The resource has been blocked.

the slot(azure) where i published on was not deployed to for some weeks, maybe the issue occours when the files in bin/obj folders are too old?

skyslide22 avatar Sep 11 '24 13:09 skyslide22

@skyslide22 I think the issue could be request caching, i.e. the browser is thinking that the items on-hand are the latest and greatest.

This can happen if the server is returning cache headers despite the client including no-cache in the requests.

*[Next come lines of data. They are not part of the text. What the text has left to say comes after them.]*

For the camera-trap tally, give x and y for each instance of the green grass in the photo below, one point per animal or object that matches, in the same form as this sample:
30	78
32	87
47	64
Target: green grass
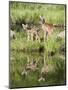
21	49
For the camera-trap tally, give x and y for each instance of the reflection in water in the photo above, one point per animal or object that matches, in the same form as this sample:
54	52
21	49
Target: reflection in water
36	69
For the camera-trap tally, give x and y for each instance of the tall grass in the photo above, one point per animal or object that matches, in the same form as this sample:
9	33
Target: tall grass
29	13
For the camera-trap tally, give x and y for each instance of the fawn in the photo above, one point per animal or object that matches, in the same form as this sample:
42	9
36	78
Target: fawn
31	32
47	28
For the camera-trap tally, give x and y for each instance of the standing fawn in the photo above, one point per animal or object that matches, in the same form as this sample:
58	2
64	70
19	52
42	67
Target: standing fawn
31	33
47	28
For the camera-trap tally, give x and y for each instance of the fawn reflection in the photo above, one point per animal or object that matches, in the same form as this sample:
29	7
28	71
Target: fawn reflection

We also included some JS prior to blazor.startup(..) to determine whether it needs to clear out any DLLs before attempting to start. This is more of a stop-gap solution as there seems to be many things that could lead to integrity issues, however, serving a dead-app is a show stopper for us.

Although don't take my word for it, keen to know if you've made any progress!

scott-the-programmer avatar Apr 07 '25 02:04 scott-the-programmer

This issue is marked as stale because feedback has been requested for 30 days with no response. Please respond within 14 days or this issue will be closed due to inactivity.

This issue was closed due to inactivity. If you can still reproduce this bug, please comment with the requested information, detailed steps to reproduce the problem, or any other notes that might help in the investigation.